[Polemica con la Concordia]

«Il Risorgimento», Anno I, numero 237 del 3 ottobre 1848

La Concordia nel suo foglio di ieri propone a’ suoi lettori di ribattezzare il Gabinetto, imponendogli il nome di Ministero Abercromby-Cavour-Revel.

Quantunque io reputi un onore il vedere il mio nome associato a quelli del sig. Abercromby, pel quale professo un’alta stima, e del sig. di Revel, che io considero come l’uomo il più capace di reggere con senno e vigore le finanze dello Stato nelle presenti critiche circostanze, debbo tuttavia dichiarare che la Concordia fu acciecata dalla soverchia benevolenza di cui mi fu sempre larga, e che più poté questa volta di quello scrupoloso riguardo per la verità che d’ordinario la distingue.

La Concordia fu tratta in errore da quei suoi amici incaricati di riferirle quanto traspira dalle sale diplomatiche e dalle aule ministeriali; giacché se queste le avessero rapportato il vero, saprebbe che da sette mesi io non fui nelle sale del diplomatico inglese, e non posi piede nelle aule del ministero delle Finanze, se non allorquando si radunò una commissione, di cui fui chiamato a far parte dal ministro Ricci.
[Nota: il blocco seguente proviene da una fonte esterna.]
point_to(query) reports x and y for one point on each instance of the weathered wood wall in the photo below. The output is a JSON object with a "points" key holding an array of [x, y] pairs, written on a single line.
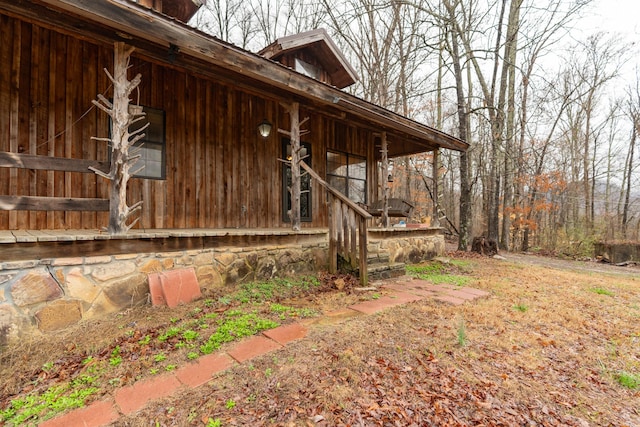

Cerchi dunque la Concordia, se ha in pregio l’esattezza dei vocaboli, un altro nome per qualificare il Ministero contro il quale ella nutre odio tanto implacabile. Per ciò che mi spetta, se non mi è dato l’associare il mio nome a quelli degli onorevoli membri che lo compongono, sono pronto ad unire la mia voce alla loro, se essi nel Parlamento, fedeli al loro programma ed ai loro antecedenti, si faranno propugnatori di una politica leale, forte, sapiente, opposta in tutto a quella politica funesta che ci volevano imporre i ministri, patroni ed amici della Concordia.